The surgeons argued that
Fernandez had a health condition that caused the intestinal damage, but it was
the first robot operation for one of the doctors and using the device was
overkill for an ordinarily straightforward surgery, said Fernandez’s attorney,
Ted McNabola.
McNabola said an
expert witness told him it was like “using an 18-wheeler to go the market to
get a quart of milk.”
Company spokesman
Geoff Curtis said Intuitive Surgical has physician-educators and other trainers
who teach surgeons how to use the robot. But they don’t train them how to do
specific procedures robotically, he said, and that it’s up to hospitals and
surgeons to decide “if and when a surgeon is ready to perform robotic cases.”
A 2010 New England
Journal of Medicine essay by a doctor and a health policy analyst said surgeons
must do at least 150 procedures to become adept at using the robotic system.

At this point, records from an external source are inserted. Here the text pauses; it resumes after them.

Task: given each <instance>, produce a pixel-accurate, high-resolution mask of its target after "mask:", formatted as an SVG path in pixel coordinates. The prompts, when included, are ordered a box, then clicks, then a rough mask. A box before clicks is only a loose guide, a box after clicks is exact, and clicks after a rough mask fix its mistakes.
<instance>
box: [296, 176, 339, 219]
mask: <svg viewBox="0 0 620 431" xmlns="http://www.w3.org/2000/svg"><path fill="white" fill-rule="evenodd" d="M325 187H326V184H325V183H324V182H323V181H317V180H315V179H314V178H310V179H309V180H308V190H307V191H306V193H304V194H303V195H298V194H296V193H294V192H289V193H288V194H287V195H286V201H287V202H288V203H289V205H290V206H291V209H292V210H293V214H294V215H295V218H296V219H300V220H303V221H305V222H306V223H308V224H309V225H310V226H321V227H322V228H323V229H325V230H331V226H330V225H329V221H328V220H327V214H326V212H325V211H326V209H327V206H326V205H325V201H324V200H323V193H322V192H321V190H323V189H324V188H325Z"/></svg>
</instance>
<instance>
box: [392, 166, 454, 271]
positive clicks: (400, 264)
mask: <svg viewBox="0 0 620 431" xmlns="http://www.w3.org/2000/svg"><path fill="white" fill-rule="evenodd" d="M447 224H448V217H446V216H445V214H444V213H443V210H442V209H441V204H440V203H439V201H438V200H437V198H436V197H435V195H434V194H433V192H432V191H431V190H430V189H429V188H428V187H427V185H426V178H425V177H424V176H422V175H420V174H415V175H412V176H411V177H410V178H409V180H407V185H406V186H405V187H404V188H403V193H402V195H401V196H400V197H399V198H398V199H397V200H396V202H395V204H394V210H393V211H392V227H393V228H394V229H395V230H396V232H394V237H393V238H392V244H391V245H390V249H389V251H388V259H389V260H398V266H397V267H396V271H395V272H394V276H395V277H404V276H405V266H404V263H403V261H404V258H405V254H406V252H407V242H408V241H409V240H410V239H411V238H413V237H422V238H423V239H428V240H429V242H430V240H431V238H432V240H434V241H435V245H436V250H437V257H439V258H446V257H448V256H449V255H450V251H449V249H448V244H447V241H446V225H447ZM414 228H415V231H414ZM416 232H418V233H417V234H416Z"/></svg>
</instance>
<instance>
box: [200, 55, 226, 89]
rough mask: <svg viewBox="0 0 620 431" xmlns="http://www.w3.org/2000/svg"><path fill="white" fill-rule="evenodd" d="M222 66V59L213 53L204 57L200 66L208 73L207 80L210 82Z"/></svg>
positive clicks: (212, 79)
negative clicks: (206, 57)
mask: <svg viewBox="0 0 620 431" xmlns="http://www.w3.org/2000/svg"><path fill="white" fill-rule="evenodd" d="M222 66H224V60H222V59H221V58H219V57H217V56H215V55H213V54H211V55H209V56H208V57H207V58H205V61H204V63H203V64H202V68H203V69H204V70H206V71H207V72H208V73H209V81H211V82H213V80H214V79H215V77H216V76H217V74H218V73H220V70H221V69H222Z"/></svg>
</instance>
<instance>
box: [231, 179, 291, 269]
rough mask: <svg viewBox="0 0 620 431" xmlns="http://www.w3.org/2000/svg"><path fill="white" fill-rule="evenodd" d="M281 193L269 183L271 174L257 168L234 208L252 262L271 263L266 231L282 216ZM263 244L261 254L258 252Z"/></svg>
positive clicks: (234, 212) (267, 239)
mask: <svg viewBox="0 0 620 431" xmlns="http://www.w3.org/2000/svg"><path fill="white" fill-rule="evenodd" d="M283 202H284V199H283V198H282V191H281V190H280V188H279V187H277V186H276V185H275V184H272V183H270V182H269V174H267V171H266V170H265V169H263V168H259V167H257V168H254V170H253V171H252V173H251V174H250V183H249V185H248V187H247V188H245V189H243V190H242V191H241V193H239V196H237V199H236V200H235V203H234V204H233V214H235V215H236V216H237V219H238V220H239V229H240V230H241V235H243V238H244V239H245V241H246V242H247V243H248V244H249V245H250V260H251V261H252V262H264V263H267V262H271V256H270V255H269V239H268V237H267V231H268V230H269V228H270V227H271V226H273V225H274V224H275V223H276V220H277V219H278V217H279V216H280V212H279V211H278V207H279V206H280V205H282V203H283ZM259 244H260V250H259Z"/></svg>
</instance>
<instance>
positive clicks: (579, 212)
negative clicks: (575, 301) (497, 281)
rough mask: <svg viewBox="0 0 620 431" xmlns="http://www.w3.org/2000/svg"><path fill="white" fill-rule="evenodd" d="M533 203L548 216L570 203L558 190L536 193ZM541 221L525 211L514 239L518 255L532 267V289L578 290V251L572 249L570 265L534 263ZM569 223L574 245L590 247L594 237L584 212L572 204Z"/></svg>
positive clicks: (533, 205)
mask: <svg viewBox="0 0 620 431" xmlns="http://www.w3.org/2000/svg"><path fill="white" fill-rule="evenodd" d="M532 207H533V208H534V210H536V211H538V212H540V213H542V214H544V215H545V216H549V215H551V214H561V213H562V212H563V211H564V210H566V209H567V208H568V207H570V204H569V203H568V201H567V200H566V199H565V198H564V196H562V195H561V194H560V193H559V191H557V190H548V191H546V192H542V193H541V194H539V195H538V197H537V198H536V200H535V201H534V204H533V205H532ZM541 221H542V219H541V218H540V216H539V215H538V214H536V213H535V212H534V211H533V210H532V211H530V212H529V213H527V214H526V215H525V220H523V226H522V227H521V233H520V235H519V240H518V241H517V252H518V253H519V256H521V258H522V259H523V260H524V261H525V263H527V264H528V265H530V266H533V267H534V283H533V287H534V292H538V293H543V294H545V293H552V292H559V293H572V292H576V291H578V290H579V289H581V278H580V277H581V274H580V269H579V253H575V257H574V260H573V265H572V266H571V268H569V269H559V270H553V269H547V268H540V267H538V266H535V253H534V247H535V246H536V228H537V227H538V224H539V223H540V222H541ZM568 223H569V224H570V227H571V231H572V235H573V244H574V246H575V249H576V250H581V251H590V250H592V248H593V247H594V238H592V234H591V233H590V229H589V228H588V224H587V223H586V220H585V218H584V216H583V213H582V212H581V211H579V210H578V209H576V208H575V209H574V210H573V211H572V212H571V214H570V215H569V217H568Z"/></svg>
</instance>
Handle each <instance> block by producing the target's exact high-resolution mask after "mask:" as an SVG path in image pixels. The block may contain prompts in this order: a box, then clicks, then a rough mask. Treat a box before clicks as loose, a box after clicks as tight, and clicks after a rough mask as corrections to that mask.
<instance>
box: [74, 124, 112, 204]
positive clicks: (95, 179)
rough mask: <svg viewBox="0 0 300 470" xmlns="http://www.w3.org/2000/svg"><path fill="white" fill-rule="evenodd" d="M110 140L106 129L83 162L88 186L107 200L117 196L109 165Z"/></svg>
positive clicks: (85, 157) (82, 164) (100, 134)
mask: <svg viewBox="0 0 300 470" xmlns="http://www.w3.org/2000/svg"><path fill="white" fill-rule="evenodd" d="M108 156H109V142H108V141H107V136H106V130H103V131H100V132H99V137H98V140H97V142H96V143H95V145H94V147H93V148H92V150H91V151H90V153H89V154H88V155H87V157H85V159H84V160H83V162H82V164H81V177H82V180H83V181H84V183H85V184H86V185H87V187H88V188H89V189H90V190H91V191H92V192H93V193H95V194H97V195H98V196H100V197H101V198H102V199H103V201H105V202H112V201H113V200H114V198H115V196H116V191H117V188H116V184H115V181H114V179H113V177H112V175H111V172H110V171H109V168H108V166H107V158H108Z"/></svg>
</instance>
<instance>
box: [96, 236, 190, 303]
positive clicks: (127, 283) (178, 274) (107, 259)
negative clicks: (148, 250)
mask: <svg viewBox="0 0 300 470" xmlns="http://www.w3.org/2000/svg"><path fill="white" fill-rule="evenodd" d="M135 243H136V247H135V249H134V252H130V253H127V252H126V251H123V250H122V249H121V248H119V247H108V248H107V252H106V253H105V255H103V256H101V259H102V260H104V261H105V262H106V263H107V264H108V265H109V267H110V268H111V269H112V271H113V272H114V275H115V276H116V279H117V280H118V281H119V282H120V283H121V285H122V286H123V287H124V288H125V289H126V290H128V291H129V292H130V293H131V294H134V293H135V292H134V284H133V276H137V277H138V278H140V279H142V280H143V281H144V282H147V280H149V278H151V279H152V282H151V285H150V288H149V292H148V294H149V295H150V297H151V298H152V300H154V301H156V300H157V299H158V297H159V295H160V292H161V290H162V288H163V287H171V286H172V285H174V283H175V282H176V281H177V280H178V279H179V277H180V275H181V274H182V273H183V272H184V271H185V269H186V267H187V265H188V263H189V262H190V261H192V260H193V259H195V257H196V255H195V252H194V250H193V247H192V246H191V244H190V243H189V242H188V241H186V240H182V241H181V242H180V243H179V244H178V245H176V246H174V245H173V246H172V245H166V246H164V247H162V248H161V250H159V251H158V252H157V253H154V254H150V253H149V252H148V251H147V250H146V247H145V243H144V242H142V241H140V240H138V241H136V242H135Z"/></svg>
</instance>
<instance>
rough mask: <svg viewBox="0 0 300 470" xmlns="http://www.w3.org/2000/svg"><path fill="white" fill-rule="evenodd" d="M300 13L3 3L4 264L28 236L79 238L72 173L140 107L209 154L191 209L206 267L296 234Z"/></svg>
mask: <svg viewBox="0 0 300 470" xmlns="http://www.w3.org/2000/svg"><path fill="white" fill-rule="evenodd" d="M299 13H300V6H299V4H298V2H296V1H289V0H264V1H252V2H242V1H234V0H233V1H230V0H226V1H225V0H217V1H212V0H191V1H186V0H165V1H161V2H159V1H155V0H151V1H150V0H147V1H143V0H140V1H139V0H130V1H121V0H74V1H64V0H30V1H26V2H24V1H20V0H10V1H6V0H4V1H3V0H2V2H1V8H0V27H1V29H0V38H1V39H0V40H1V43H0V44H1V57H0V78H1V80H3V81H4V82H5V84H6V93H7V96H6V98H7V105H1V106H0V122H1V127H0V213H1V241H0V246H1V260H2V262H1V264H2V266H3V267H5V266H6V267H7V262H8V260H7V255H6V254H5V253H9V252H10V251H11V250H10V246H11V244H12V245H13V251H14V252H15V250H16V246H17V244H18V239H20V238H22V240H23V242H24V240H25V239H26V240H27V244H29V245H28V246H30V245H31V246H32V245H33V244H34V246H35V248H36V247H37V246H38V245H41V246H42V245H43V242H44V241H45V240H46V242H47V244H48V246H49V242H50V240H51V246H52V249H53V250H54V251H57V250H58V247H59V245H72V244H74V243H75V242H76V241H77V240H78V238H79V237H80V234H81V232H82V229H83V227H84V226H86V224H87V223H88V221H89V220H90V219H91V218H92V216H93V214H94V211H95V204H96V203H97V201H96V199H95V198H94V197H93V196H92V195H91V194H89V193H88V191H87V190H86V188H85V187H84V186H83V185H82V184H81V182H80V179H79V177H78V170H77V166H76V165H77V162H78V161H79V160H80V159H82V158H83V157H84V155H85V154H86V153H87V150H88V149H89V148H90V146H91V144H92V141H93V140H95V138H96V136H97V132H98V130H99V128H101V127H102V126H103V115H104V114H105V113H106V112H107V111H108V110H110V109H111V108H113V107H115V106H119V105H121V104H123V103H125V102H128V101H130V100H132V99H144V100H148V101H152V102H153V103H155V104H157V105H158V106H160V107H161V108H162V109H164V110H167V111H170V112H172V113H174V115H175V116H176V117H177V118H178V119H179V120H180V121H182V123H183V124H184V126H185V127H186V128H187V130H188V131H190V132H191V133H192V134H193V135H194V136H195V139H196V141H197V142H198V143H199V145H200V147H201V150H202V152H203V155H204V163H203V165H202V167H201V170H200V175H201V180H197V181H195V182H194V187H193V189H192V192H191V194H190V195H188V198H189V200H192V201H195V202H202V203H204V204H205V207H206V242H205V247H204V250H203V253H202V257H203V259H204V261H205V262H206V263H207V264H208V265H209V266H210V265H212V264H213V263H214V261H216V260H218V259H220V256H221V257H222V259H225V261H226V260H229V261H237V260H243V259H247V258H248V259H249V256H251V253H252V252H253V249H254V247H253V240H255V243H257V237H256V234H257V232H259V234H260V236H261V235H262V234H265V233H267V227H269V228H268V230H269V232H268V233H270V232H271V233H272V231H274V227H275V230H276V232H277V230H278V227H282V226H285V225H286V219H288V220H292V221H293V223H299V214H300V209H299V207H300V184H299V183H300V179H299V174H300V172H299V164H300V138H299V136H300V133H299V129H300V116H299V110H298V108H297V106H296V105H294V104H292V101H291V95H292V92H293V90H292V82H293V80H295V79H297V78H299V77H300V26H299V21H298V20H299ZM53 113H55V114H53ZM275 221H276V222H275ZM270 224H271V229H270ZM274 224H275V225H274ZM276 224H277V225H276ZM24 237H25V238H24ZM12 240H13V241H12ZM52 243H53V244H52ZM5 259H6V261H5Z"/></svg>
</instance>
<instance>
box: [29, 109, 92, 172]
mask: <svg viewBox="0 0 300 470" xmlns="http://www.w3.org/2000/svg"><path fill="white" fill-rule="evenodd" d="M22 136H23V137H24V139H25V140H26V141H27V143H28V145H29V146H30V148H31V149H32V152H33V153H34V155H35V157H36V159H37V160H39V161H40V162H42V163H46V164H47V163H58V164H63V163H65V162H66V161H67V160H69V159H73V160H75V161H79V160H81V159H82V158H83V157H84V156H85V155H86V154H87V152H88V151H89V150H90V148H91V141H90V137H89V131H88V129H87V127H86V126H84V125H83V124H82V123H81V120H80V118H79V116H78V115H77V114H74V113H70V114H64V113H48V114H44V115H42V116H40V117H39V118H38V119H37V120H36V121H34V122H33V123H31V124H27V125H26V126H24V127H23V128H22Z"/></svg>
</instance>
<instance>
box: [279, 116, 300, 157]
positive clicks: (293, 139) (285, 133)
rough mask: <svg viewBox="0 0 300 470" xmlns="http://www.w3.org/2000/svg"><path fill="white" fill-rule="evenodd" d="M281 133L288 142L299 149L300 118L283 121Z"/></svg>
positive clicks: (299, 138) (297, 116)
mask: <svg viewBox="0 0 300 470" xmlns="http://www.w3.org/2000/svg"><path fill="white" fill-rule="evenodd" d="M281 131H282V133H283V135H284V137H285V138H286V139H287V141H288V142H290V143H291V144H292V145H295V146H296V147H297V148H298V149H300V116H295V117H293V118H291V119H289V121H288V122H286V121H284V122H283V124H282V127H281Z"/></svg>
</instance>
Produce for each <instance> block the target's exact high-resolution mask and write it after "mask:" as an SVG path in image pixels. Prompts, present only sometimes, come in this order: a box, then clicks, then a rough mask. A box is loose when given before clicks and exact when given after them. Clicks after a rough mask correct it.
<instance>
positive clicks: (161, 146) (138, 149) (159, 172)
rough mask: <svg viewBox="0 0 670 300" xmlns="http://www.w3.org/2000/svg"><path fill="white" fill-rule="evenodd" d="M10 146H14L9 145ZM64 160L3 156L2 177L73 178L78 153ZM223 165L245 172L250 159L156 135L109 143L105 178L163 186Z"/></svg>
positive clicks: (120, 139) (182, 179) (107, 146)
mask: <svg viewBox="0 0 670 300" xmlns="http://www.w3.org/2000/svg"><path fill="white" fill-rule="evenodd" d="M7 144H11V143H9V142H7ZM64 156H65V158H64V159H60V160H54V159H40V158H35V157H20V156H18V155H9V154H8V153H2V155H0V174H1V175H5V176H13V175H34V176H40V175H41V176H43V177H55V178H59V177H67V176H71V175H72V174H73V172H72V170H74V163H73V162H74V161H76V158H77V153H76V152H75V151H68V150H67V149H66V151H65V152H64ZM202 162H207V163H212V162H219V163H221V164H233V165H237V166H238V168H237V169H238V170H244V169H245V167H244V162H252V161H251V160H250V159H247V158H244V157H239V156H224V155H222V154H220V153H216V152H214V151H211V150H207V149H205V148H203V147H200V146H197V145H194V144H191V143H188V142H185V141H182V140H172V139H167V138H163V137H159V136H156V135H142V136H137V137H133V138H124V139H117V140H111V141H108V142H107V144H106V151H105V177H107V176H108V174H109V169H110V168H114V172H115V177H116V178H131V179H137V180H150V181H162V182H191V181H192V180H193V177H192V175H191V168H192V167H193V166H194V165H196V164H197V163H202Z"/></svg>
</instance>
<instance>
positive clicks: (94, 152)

But there is no expert consensus on how much training is needed.
New Jersey banker
Alexis Grattan did a lot of online research before her gallbladder was removed
last month at Hackensack University Medical Center. She said the surgeon’s many
years of experience with robotic operations was an important factor. She also
had heard that the surgeon was among the first to do the robotic operation with
just one small incision in the belly button, instead of four cuts in
conventional keyhole surgery.
“I’m 33, and for the
rest of my life I’m going to be looking at those scars,” she said.